The volume import/export capabilities of Openstack are limited, therefore the classic approach is to turn off the VM, copy it to the destination, then attach the volume to a VM in the new region. It works but the VM is down during the transfer and it could mean days of downtime for your application.

That translates in the following Openstack commands:

DST_REGION=RegionTwo
VOL_SIZE=100
# Stop the VM for safety
openstack server stop myserver
# Send the VM snapshot into glance
openstack image create --volume myvolume mysnapshot
# Pipe the glance image into the DST_REGION
glance image-download mysnapshot | glance --os-region-name "$DST_REGION" image-upload --name mysnapshot
# Switch to destination region for all further commands
export OS_REGION_NAME="$DST_REGION"
# Create volume
openstack volume create --image mysnapshot --size $VOL_SIZE myvolume
# Boot new server in DST_REGION
openstack server create --flavor m1.small --image mybaseimage myserver
# Attach the volume to the new VM
openstack server add volume myserver myvolume

This technique is using exclusively the Openstack API but requires downtime during the transfer.

Here comes Ceph

Ceph’s snapshot feature allows this type of migration to be handled like VM live migrations:

  1. Take a live snapshot of the volume
  2. Transfer the snapshot (many GBs)
  3. Stop the original VM
  4. Transfer the changes since the snapshot (few MBs)
  5. Attach volume and start the VM
# Set source region variables
SRC_REGION=RegionOne
SRC_POOL=volumes
SRC_SERVER=src-server
SRC_VOL_ID=00000000-1111-2222-3333-4444444444444

# Set destination region variables
DST_REGION=RegionTwo
DST_POOL=volumes
DST_SERVER=dst-server

# Keep the volume size and name handy
VOL_SIZE=$(openstack volume show $SRC_VOL_ID --format value --column size)
VOL_NAME=$(openstack volume show $SRC_VOL_ID --format value --column name)

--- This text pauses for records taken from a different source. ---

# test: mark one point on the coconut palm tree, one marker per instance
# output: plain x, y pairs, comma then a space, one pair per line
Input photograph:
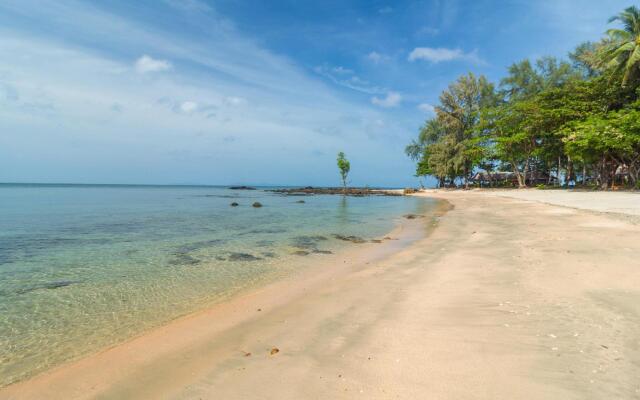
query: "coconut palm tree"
621, 49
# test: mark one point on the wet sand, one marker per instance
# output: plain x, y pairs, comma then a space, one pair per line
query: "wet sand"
505, 299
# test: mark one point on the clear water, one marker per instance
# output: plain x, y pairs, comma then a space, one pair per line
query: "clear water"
84, 267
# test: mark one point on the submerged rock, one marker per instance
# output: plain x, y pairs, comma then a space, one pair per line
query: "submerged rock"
318, 251
351, 238
184, 259
242, 188
47, 286
242, 257
307, 242
357, 192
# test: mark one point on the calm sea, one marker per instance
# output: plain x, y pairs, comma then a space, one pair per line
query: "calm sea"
84, 267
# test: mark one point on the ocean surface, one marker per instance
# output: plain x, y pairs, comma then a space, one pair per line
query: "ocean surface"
83, 267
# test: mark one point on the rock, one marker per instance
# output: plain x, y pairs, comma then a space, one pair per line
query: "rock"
351, 238
318, 251
242, 188
184, 259
242, 257
357, 192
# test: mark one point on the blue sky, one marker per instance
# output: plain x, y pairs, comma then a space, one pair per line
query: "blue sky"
258, 92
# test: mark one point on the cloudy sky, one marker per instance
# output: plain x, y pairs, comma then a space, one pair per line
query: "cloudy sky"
257, 92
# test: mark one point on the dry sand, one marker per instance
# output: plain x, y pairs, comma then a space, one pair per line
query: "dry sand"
505, 299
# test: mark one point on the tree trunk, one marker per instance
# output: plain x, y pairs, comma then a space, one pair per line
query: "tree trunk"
516, 170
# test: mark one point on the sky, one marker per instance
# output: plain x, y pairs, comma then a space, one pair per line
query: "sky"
250, 92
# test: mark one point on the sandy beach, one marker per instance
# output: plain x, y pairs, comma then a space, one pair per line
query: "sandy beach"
511, 295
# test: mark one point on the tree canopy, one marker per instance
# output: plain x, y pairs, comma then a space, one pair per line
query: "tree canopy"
551, 121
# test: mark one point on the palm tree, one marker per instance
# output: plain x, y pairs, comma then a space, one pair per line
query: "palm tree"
621, 50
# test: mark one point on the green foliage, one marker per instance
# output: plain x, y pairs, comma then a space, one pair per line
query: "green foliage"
547, 119
621, 51
344, 166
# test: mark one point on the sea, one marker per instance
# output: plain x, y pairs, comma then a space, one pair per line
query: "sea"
84, 267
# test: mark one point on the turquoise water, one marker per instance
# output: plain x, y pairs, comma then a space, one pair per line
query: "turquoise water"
84, 267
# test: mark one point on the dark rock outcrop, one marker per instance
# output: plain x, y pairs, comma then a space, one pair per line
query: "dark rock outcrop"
242, 188
356, 192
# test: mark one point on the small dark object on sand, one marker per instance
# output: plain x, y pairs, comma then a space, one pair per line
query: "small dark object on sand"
351, 238
242, 257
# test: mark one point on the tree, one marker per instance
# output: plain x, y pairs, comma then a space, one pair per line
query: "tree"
344, 166
608, 140
459, 115
621, 52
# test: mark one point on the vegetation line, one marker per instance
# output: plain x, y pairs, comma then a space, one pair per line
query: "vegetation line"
552, 122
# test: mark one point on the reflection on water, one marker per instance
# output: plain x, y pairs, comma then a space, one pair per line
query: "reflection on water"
83, 267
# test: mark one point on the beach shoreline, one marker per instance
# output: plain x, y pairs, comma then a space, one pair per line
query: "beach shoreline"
505, 298
233, 310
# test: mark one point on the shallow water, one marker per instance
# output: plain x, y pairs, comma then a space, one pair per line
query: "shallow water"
84, 267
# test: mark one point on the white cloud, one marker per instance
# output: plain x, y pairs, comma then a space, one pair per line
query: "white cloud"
426, 107
374, 56
441, 54
377, 58
189, 5
189, 106
342, 70
146, 64
392, 99
234, 101
347, 78
79, 87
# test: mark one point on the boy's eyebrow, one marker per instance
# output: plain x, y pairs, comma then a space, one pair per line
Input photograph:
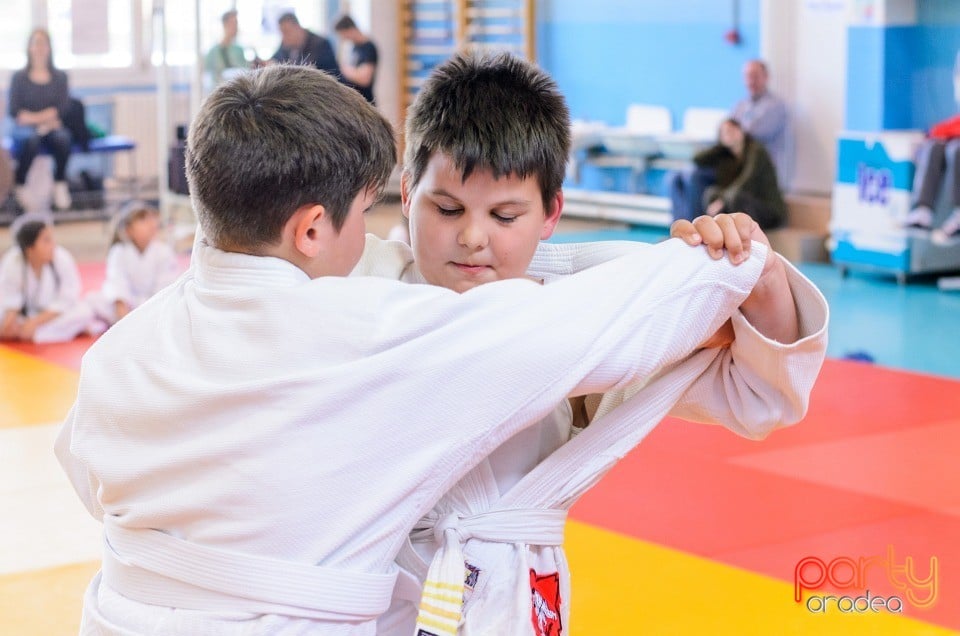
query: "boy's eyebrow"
443, 193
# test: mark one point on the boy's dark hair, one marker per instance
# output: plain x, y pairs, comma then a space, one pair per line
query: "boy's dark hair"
344, 23
268, 142
495, 112
28, 233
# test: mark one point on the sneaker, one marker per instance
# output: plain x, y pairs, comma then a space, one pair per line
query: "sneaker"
22, 196
920, 217
61, 195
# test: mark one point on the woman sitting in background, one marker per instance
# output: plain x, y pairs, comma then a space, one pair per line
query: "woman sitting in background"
38, 100
746, 179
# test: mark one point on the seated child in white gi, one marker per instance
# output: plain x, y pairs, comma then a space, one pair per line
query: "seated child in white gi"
139, 263
259, 438
487, 141
40, 286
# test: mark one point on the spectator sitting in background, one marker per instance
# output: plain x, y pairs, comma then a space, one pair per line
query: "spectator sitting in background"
40, 287
38, 102
361, 70
300, 46
761, 114
764, 116
746, 179
226, 54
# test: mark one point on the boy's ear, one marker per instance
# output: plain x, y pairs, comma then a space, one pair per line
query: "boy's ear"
311, 229
553, 216
404, 195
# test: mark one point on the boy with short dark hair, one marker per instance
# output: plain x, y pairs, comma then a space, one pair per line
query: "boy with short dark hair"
254, 436
487, 141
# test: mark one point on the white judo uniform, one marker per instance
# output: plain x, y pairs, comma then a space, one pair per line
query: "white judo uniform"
500, 528
258, 445
57, 289
133, 276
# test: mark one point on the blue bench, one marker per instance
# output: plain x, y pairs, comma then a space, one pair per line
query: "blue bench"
102, 146
108, 144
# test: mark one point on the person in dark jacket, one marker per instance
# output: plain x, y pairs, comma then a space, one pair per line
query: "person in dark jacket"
746, 179
39, 100
300, 46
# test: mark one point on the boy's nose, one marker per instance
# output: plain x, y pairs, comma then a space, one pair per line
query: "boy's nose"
472, 235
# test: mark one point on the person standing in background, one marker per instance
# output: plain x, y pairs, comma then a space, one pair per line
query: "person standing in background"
300, 46
361, 70
763, 115
38, 101
226, 54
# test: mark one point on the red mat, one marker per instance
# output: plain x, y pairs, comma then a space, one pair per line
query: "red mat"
873, 466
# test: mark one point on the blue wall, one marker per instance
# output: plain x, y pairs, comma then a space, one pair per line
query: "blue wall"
607, 54
902, 77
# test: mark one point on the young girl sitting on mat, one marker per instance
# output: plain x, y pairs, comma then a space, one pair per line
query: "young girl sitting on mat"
40, 287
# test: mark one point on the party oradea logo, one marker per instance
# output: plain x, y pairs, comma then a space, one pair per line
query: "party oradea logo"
866, 584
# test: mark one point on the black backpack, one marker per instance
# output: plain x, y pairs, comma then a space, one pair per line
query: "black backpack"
75, 120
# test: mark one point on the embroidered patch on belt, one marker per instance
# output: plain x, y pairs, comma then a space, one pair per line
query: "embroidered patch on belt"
545, 590
471, 575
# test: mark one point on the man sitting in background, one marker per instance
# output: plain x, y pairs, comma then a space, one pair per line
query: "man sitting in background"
763, 116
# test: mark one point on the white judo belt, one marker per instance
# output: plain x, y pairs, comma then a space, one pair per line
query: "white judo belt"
533, 512
151, 567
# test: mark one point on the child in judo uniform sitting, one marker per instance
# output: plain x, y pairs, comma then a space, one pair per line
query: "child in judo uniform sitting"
487, 141
260, 437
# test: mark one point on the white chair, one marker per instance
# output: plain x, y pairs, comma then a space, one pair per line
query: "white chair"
699, 131
638, 138
703, 123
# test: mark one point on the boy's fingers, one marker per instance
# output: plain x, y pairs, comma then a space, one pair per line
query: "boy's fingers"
711, 234
731, 238
685, 231
745, 225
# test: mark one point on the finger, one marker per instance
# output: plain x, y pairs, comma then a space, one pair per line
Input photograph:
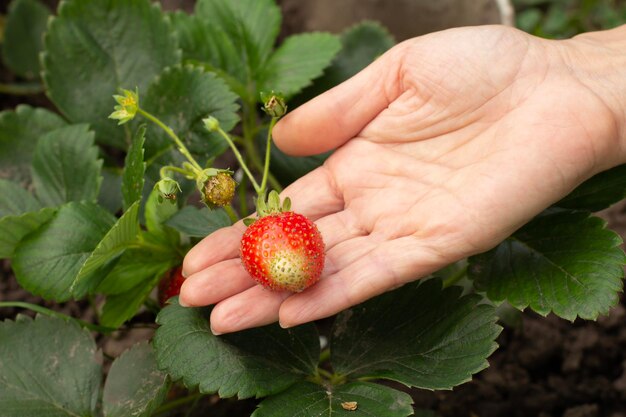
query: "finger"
329, 120
315, 194
390, 265
218, 246
214, 284
337, 228
254, 307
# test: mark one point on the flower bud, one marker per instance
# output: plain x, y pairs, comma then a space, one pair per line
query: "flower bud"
274, 104
127, 108
167, 188
211, 124
219, 190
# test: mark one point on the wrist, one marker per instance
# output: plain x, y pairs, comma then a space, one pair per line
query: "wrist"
598, 61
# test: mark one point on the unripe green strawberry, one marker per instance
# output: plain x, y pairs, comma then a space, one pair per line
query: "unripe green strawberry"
283, 251
219, 190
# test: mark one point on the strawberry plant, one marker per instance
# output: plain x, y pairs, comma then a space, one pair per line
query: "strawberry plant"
158, 133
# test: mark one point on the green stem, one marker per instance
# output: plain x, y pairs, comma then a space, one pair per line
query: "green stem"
324, 355
181, 146
164, 169
52, 313
26, 89
268, 148
456, 277
242, 163
243, 197
177, 403
253, 154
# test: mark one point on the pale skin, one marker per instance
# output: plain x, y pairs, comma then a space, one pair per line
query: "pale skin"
445, 145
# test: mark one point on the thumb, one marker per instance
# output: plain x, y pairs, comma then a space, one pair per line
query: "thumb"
339, 114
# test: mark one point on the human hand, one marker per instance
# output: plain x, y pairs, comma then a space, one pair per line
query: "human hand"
446, 145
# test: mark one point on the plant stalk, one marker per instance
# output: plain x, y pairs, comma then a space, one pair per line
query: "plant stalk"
268, 148
242, 163
181, 146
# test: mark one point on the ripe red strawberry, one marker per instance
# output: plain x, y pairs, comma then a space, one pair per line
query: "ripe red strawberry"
170, 285
283, 251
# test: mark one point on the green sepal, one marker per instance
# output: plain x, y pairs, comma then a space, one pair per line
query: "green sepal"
272, 205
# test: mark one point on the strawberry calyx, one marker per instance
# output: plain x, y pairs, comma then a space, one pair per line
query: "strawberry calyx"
271, 205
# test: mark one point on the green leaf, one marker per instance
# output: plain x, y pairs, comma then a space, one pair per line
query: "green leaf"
134, 267
14, 228
210, 46
15, 200
251, 25
19, 132
134, 170
134, 386
47, 261
566, 263
181, 97
23, 37
94, 48
418, 335
299, 60
198, 222
361, 44
111, 190
123, 234
251, 363
48, 367
122, 307
598, 192
66, 166
306, 399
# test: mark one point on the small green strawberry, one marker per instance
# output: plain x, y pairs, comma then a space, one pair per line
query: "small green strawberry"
219, 190
283, 250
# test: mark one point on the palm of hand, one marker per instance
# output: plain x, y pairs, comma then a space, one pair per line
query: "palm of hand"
477, 134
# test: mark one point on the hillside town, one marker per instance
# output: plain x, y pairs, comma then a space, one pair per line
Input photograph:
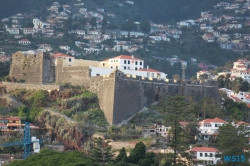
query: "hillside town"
119, 110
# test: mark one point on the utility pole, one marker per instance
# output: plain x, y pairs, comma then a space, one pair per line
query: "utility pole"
183, 67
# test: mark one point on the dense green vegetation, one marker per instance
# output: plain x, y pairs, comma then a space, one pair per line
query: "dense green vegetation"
167, 10
4, 69
157, 11
54, 158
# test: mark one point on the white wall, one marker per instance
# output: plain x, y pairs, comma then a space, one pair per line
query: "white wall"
95, 71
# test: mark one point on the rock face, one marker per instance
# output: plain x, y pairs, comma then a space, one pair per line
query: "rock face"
64, 130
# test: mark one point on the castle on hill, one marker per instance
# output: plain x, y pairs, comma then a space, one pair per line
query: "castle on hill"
122, 83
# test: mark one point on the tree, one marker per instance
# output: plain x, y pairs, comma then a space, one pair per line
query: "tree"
60, 9
104, 22
176, 108
23, 112
129, 25
93, 22
137, 153
101, 151
232, 141
149, 160
145, 26
177, 77
122, 156
83, 22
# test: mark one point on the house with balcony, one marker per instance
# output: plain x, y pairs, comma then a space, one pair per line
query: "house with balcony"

# Take a snapshot of volume and keep snapshot ID
SRC_SNAP_ID=$(openstack --os-region-name "$SRC_REGION" snapshot create testrbd --name testsnapshot --force --format value --column id)

# Create volume in destination region and keep its ID
DST_VOL_ID=$(openstack --os-region-name "$DST_REGION" volume create --size $VOL_SIZE --name $VOL_NAME --format value --column id)
ceph-dst:~# rbd rm $DST_POOL/volume-$DST_VOL_ID

# export | import of the snapshot with an SSH pipe for data transfer
ceph-src:~# rbd export $SRC_POOL/volume-$SRC_VOL_ID@snapshot-$SRC_SNAP_ID - | ssh ceph-dst rbd --image-format 2 import - $DST_POOL/volume-$DST_VOL_ID

The export-import can take a long time (hours or days) but since the VM is still running in the source region there is no downtime during the transfer time. Also note that the data transfer is encrypted by SSH in this example.

Once the base snapshot is imported to its destination, we can start with the incremental:

# Unmount the file system on the volume (downtime starts)
src-server:~# umount /path/to/mount/point
ceph-src:~# openstack server remove volume $SRC_SERVER $SRC_VOL_ID

# Create a matching snapshot in the destination region
ceph-dst:~# rbd snap create $DST_POOL/volume-$DST_VOL_ID@snapshot-$SRC_SNAP_ID

# Then export-diff | import-diff the delta between current state and base snapshot
ceph-src:~# rbd export-diff --from-snap snapshot-$SRC_SNAP_ID $SRC_POOL/volume-$SRC_VOL_ID - | ssh ceph-dst rbd import-diff - $DST_POOL/volume-$DST_VOL_ID

# Clean up the temporary snapshot
ceph-dst:~# rbd snap rm $DST_POOL/volume-$DST_VOL_ID@snapshot-$SRC_SNAP_ID

# Attach volume to destination VM and mount the file system (downtime ends)
ceph-dst:~# openstack server add volume $DST_SERVER $DST_VOL_ID
dst-server:~# mount /dev/disk/by-id/virtio-${DST_VOL_ID:0:20} /path/to/mount/point

To summarize

This example demonstrate how to get it going with 1 incremental iteration for simplicity, but you might repeat the export-diff | import-diff a couple of times to reduce the downtime to less than 10 seconds. This type of live volume migration is great tool to critical move VMs accross continents.